Michigan is eighth, with 2.55 bicyclist deaths per 100,000 people and 255 bicyclist deaths over the decade. With its history as the heart of the American auto industry, ridership numbers are middle of the road. The Great Lakes State does have a cycling culture, with plenty of scenic routes and nature trails, and also hosts the biggest mountain bike races in America. Michigan has incorporated bike safety policies into regional planning and has passed laws that protect bicyclists on the road, such as the Safe Passing Law and Complete Streets policy. However, distracted driving laws only prohibit drivers from using a device in a person’s hand or lap. This means that drivers can still use hands-free devices to text, which can result in crashes due to distracted driving.

Colorado is ranked the ninth most dangerous state to be a bicyclist, with 2.42 deaths per 100,000 people and 138 deaths in total. Colorado has been a leader in terms of policy and legislation, and has taken action to prioritise bicyclists. Alongside adopting key safety policies, Colorado has a regional bike plan and is awarding grants to state communities to fund bicycle-friendly projects in an effort to improve safety and reduce emissions. A bicyclist in Colorado is also defined as a Vulnerable Road User (VRU), which provides legal protection to bicyclists. Even with these measures in place, the average number of bicyclist fatalities per year has risen across the 10 year period, signifying just how dangerous biking in the mountainous state can be.

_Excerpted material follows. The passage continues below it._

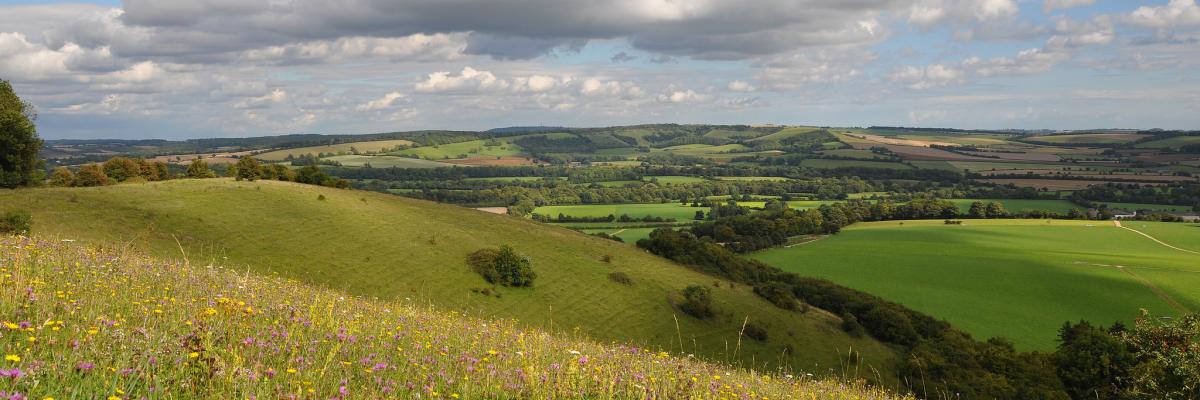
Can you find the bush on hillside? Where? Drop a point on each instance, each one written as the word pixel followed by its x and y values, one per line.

Rounding off the list at number 10 is Nevada. Nevada has 2.27 bicyclist deaths per 100,000 people due to 69 bicyclist deaths in the 10 year period. Nevada has a historic bicycling culture that dates back to early settlement and bicyclists have the same rights and responsibilities as drivers, for the most part. Some key bicycle safety laws have been incorporated, and a statewide bike plan has been introduced. However, Nevada does not forbid riding while under the influence of drugs or alcohol, and the state does not require bicyclists to wear helmets. While the state’s Department of Transportation has made efforts to improve bicycle safety, federal spending on biking remains one of the lowest in America.

Commenting on the findings, a spokesperson from Dolman Law said: “As local and national governments promote greener solutions and alternative transportation methods, biking is becoming an increasingly popular method of how we get around. As more of us take up biking, whether it’s to go to work, for leisure or to spend time with our families, we should pay attention to the safety figures and laws that protect us and our children. These findings show that Florida is the most dangerous state for bicyclists, and the state’s Department of Transport has taken significant action to improve the safety of its bicyclists, including reporting a zero fatality and serious injury traffic safety target. However the high number of bicyclist fatalities, which is still growing each year, shows that there is still more work that needs to be done to make traveling safe. While some states have taken comprehensive measures to make bicycling a viable method of transport, others still have a long way to go before bicycling can be a safe option for people of all ages.”

The research was conducted by Dolman Law Group, which is an award winning personal injury and civil trial law firm.